The five-year contract is guaranteed at $30.25 million. It includes a $13 million team option for 2013, or a $2 million buyout. It allows the Tigers to retain control of their center fielder two years past what would've been his free-agent year, and it allows Granderson to still potentially hit the open market at age 32, the same age Torii Hunter is now after signing his free-agent deal with the Angels.
As is the case with so many of these deals, it's great for both sides. Granderson is set for life and the Tigers have cost certainty (and a reasonable salary given Granderson's production) at one of the most important positions on the field.
The Indians did this sort of thing in the early-mid 90s, but aside from them, locking up the young starts prior to free agency is a relatively new and, in my view, overdue practice.
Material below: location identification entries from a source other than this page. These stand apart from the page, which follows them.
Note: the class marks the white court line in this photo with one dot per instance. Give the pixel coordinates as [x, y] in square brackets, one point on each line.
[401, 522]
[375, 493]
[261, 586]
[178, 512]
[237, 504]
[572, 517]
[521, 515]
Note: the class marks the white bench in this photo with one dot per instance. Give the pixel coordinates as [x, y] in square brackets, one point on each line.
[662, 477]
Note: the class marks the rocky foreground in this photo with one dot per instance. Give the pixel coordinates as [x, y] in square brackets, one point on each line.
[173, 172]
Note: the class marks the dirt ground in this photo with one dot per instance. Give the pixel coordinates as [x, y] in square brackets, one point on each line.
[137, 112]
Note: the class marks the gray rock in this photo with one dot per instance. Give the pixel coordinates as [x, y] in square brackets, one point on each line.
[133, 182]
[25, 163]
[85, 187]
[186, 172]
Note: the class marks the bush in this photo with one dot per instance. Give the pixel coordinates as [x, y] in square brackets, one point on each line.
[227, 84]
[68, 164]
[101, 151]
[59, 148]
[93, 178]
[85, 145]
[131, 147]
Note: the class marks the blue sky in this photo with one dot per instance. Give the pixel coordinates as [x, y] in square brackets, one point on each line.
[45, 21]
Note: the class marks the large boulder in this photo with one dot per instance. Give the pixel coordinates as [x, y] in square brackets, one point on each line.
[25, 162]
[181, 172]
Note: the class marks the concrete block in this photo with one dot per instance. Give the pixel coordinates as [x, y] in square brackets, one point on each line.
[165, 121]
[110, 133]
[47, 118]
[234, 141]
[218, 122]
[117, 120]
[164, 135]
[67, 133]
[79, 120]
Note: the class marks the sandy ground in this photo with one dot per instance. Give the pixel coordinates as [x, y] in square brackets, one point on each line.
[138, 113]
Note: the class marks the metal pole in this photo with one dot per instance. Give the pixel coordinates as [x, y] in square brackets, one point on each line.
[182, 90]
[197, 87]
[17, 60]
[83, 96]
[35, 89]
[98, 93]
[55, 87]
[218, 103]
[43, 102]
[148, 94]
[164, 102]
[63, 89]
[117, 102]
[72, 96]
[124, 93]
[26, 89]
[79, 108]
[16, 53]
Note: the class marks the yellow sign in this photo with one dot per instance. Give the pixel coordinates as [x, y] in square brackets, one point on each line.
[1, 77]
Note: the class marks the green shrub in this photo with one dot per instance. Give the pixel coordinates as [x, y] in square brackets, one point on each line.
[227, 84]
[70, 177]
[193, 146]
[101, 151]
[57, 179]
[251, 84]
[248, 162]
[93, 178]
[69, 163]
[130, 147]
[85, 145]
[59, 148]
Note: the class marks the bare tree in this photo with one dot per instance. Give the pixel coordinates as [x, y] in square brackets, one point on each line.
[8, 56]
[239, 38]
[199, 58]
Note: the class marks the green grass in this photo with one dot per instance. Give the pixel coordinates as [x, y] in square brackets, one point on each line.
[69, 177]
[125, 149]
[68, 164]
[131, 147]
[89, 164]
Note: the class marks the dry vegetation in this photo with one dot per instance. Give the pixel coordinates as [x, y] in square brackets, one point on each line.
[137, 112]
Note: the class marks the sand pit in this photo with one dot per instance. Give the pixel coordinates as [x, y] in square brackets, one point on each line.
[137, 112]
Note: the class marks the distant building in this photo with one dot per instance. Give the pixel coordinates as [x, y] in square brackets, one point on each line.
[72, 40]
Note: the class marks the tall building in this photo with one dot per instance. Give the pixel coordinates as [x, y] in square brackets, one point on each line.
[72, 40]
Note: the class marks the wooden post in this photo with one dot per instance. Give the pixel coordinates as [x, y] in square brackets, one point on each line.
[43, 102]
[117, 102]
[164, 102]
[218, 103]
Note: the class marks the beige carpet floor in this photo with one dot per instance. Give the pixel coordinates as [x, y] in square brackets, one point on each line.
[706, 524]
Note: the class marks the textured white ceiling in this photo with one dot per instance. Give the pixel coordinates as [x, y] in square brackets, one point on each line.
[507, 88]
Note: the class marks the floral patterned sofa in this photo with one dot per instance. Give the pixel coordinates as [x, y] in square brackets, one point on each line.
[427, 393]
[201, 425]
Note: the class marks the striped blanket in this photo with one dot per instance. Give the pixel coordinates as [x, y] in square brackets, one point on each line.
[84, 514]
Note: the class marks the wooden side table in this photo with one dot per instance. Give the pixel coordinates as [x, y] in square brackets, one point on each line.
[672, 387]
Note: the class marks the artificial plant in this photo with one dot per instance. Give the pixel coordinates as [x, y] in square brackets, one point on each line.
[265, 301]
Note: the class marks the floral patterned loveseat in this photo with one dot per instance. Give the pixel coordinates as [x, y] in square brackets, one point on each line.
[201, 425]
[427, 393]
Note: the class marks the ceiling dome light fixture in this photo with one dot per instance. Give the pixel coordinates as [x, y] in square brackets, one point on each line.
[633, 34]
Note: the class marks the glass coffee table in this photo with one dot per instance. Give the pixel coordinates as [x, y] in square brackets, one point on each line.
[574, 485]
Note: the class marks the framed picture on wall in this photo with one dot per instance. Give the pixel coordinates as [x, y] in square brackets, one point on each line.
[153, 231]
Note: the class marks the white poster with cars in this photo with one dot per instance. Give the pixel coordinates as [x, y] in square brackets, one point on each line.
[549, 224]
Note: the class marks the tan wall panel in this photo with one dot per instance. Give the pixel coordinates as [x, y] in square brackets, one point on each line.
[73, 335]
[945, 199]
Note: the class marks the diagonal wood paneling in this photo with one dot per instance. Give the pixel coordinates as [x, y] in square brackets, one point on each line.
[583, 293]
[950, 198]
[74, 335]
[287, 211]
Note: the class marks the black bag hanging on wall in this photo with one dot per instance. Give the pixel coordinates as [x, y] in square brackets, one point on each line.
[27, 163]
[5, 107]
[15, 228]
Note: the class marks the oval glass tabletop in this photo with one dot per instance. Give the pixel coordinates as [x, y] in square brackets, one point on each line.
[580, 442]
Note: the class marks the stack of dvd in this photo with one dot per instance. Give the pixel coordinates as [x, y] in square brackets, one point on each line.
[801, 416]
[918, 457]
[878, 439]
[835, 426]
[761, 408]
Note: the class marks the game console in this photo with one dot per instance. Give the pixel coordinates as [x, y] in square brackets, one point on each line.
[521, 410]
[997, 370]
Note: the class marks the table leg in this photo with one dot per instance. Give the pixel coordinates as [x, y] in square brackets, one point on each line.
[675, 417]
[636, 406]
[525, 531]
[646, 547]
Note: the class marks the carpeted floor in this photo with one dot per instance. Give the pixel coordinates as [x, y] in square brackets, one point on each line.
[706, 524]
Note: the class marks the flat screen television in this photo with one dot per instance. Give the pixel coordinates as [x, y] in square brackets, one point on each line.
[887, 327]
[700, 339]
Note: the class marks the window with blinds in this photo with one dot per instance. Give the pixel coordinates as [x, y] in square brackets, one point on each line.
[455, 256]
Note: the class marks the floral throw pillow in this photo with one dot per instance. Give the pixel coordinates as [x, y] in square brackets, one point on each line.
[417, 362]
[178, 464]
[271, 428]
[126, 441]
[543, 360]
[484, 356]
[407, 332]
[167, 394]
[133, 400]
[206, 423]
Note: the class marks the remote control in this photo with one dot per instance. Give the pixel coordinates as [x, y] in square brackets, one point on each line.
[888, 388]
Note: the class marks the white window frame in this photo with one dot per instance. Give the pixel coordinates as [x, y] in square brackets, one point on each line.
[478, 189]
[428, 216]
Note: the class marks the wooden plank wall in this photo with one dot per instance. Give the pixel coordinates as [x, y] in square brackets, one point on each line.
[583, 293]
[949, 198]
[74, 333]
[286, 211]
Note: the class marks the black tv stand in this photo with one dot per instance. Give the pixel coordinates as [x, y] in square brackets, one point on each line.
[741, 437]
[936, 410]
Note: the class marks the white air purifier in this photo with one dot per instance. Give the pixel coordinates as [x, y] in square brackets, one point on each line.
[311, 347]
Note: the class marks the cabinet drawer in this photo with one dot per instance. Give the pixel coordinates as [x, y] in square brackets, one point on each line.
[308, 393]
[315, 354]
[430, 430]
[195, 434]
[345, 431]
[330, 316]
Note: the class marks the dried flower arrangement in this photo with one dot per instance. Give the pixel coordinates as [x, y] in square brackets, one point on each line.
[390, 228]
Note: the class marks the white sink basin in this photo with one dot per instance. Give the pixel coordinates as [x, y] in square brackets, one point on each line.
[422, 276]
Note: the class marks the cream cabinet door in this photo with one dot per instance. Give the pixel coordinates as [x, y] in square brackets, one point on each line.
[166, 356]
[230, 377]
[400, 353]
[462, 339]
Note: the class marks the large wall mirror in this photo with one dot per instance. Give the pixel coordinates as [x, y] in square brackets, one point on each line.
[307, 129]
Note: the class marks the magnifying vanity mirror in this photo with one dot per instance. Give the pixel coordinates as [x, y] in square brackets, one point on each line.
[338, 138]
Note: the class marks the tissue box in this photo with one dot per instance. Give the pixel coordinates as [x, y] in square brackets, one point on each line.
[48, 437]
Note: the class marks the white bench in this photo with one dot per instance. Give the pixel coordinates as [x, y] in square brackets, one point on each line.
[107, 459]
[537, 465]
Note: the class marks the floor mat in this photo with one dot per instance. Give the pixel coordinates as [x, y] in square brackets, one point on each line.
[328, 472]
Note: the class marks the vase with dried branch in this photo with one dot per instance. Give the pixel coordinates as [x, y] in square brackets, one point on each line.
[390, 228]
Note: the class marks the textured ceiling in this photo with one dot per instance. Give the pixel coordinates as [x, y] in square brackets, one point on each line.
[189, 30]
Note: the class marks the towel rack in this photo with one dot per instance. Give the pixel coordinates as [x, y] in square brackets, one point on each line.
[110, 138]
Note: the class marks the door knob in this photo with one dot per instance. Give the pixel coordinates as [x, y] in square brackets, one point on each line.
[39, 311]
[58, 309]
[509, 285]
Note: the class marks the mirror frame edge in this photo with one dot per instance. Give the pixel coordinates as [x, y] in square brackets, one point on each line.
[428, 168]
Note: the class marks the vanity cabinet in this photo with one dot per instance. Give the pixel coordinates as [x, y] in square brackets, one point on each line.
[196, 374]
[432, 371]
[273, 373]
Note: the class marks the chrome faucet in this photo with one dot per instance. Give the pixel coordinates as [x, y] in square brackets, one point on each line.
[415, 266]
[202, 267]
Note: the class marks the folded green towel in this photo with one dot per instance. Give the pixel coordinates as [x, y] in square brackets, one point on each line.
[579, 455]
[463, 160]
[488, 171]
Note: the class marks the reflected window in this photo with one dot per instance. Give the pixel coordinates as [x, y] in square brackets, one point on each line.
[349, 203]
The current system puts players like Granderson onto the open market -- where they command their largest salaries -- at an age when their best baseball is usually behind them. Why not pay for Granderson's prime now? Even if the Tigers want him for a second tour of duty in five or six years they'll be in a much stronger negotiating position, free of the commonly-felt moral obligation to pay him what he earned -- but didn't receive -- when he was 27 years-old. And make no mistake, that money Granderson will be getting when he's 27 years-old will be far less than what the Tigers would have to pay for similar production out on the market.
I still maintain the owner with the best approach to free agency -- at least from the owners' perspective -- was Charlie O. Finley who proposed making every player a free agent all at once, every offseason. Fortunately for the players he was shouted down by his brethren. After more than thirty years, though, his brethren are finally starting to get smart about things.